本発明は、抹茶風味の容器詰め飲料および飲料の抹茶風味増強方法に関する。
抹茶風味は、菓子や飲料との相性が良く、広く親しまれている。なかでも抹茶風味を呈する飲料の需要はますます高まっている。
しかしながら、抹茶風味をより強く感じられるように飲料中の抹茶配合率を高めると、抹茶由来の不溶性固形分の沈殿の増加が生じたり、不溶性固形分の増加による製造負荷が生じる場合があった。また、沈殿などを抑制するために安定剤を使用すると、製造コストが上昇する場合があった。
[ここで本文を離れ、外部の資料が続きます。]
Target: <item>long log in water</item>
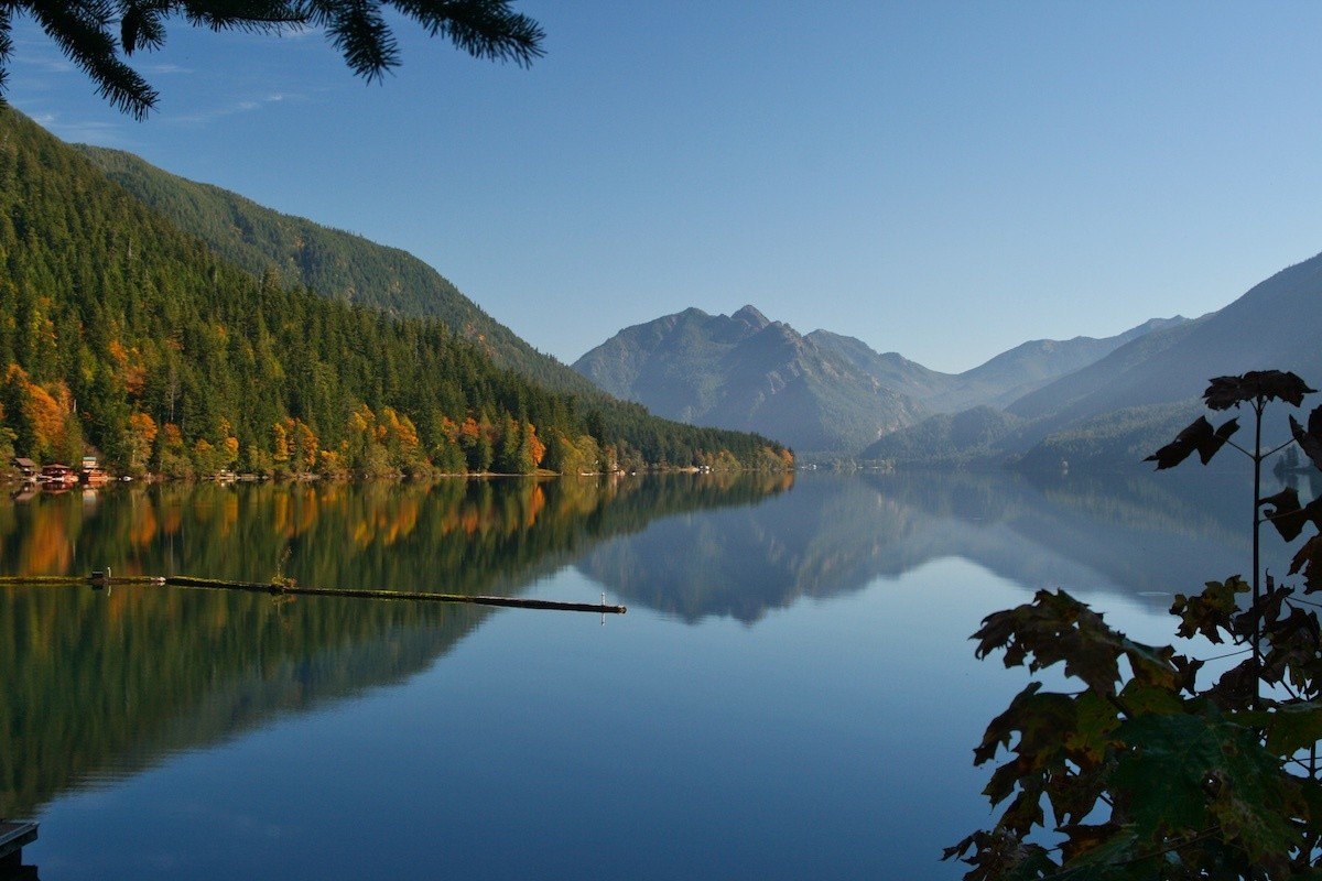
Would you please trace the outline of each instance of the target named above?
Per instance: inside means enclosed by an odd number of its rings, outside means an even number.
[[[510,609],[551,609],[558,612],[596,612],[624,614],[625,606],[596,602],[559,602],[557,600],[527,600],[522,597],[471,597],[463,593],[426,593],[407,590],[357,590],[345,588],[304,588],[297,584],[271,584],[260,581],[221,581],[196,579],[186,575],[107,577],[100,572],[81,575],[0,576],[0,586],[90,584],[104,588],[119,584],[169,585],[176,588],[206,588],[212,590],[247,590],[250,593],[300,594],[309,597],[354,597],[358,600],[414,600],[418,602],[467,602],[477,606],[505,606]]]
[[[254,593],[300,594],[309,597],[357,597],[360,600],[416,600],[420,602],[468,602],[479,606],[508,606],[512,609],[558,609],[561,612],[599,612],[624,614],[625,606],[596,602],[559,602],[557,600],[527,600],[524,597],[471,597],[463,593],[424,593],[406,590],[357,590],[345,588],[304,588],[296,584],[262,584],[259,581],[218,581],[175,575],[165,584],[178,588],[210,588],[215,590],[250,590]]]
一方、ペプチドは、2個以上のアミノ酸が結合した化合物であり、その有用な生理作用が注目され、多くの食品に用いられている。例えば、特許文献1には、有効成分を多く含む茶を濃縮した茶出物に、ペプチドを添加することで、茶に由来する苦みを抑制することが開示されている。また、特許文献2には、ペプチドに由来する苦みを抑制するために、ペプチドを含有した食品組成物に茶または茶風味を付与することが開示されている。
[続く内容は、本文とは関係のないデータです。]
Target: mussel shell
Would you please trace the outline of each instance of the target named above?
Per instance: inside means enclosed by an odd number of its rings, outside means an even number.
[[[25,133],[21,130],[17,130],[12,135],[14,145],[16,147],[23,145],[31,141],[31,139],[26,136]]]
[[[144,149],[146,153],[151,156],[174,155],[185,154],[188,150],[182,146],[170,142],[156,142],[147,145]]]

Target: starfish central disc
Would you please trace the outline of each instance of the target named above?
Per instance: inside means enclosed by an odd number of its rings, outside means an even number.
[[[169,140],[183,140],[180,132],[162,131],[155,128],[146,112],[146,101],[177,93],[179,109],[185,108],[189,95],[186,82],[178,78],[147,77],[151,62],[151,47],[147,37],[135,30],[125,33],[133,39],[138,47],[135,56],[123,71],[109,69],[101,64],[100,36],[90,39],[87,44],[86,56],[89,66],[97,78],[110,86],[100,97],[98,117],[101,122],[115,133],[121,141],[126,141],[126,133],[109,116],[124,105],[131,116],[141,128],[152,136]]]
特開平3−168046号公報 特開平2−128669号公報
しかしながら、特許文献1に開示される技術は、茶の濃縮物において生じる苦みをペプチドにより抑制することに着目したものであり、ペプチドにより抹茶風味を強くすることについて何ら検討されたものではなかった。一方、特許文献2に開示される技術は、ペプチドによる苦みに着目したものではあるが、飲料の抹茶風味に関する検討はなされていない。
そこで、本発明者は、飲料の抹茶風味を増強させる観点から鋭意検討を行った結果、飲料にペプチドを含ませることで意外にも抹茶風味が強く感じられることを見出し、本発明を完成させた。
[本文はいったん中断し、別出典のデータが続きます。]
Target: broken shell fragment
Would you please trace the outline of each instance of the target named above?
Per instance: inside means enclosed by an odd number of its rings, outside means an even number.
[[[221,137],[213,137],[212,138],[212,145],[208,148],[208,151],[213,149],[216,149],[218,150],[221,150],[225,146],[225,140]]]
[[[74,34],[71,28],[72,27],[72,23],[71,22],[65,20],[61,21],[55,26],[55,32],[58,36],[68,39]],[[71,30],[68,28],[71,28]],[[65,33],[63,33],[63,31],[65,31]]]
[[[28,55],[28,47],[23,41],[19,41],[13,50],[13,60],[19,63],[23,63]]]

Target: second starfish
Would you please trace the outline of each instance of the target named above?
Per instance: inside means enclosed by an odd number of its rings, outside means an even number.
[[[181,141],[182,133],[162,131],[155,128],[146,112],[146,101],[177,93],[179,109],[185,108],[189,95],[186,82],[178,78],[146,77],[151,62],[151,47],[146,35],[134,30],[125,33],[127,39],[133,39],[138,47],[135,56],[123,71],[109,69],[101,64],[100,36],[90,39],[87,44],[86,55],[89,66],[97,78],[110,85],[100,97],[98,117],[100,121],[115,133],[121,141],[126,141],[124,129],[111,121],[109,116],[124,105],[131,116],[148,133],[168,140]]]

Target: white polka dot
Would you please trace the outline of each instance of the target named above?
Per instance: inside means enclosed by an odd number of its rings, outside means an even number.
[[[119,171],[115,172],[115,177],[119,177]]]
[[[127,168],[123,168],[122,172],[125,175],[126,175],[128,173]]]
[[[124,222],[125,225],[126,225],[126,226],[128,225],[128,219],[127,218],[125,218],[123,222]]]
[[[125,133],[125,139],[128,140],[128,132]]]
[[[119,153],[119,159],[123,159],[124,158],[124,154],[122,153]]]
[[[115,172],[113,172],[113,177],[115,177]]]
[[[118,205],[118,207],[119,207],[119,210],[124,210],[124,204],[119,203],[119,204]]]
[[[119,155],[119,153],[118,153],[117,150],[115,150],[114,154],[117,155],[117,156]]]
本発明によれば、ペプチドを含有する抹茶風味の容器詰め飲料が提供される。
また、本発明によれば、飲料にペプチドを配合する、飲料の抹茶風味増強方法が提供される。
本発明によれば、抹茶風味を強く感じられる飲料が提供できる。なお、抹茶風味とは、飲食品において一般に抹茶風味として広く知られる風味であり、適度な苦みと、抹茶の原料となる碾茶特有の深みとが融合した風味を意図する。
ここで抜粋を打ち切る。